For forty-seven, hours we have been hunted like a rat, and now, with
the pressure hull leaking in three places, and the boat half full of
chlorine, we are struggling back on the surface, practically incapable
of diving at least for more than ten minutes at a time. Even on the
surface, with all the fans working, one must wear a gas mask to
penetrate the fore compartment. Oh! these English, what devils they
are!
Here is what happened:
Fair Island was away on our port beam when we sighted a large English
trawler, which I suspected of being a patrol. To be on the safe side, I
dived and proceeded at twenty metres for about an hour.

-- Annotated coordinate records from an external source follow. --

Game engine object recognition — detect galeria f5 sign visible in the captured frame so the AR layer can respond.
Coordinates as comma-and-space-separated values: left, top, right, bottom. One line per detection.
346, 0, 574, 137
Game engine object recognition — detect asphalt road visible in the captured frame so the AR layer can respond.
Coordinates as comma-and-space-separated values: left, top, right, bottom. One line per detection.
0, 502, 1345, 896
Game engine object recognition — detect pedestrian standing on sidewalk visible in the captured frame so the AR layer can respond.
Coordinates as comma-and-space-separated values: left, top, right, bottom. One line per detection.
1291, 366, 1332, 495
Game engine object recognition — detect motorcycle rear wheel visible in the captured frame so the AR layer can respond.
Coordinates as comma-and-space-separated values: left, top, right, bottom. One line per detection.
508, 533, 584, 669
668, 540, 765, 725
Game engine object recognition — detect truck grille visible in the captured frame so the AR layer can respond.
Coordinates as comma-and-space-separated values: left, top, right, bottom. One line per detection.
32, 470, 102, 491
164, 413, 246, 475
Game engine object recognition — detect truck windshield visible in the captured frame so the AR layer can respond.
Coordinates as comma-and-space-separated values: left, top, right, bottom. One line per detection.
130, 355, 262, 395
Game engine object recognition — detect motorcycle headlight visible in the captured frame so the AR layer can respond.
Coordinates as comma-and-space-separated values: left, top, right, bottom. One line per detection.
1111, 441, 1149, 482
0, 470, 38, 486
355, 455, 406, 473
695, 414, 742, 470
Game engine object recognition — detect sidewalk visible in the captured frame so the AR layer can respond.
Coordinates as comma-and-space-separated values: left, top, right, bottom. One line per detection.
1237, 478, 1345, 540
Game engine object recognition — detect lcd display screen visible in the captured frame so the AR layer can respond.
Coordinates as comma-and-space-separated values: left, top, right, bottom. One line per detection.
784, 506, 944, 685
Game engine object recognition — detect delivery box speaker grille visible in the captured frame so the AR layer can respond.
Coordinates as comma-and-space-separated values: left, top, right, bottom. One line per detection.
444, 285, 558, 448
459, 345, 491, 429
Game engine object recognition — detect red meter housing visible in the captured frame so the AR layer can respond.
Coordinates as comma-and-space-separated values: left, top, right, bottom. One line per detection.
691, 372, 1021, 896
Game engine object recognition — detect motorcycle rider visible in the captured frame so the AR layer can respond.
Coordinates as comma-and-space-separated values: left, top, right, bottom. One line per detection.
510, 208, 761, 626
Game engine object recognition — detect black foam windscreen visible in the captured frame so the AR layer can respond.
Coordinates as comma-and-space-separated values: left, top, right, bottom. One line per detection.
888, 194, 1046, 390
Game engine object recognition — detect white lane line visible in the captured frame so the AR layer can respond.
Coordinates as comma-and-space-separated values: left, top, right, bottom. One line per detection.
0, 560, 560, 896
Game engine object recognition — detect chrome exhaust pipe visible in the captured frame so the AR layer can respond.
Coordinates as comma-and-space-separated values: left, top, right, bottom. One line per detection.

At 5 p.m. (approximately) I came up to periscope depth to have a look
round, but quickly dived again as I discovered a trawler, steering on
the same course as myself, about a thousand metres astern of me. This
was the more disconcerting, as in the short time at my disposal it
seemed to me that she was remarkably similar to the craft I had seen in
the afternoon, and yet this hardly seemed likely, as I did not think
she could have sighted me then.
On diving, I altered course ninety degrees, and proceeded for half an
hour at full speed, then altered another ninety degrees, in the same
direction as the previous alteration, and diving to thirty metres I
proceeded at dead slow. By midnight I had been diving so much that I
decided to get a charge on the batteries before dawn; I also wanted to
be up at 1 a.m. to make my position report.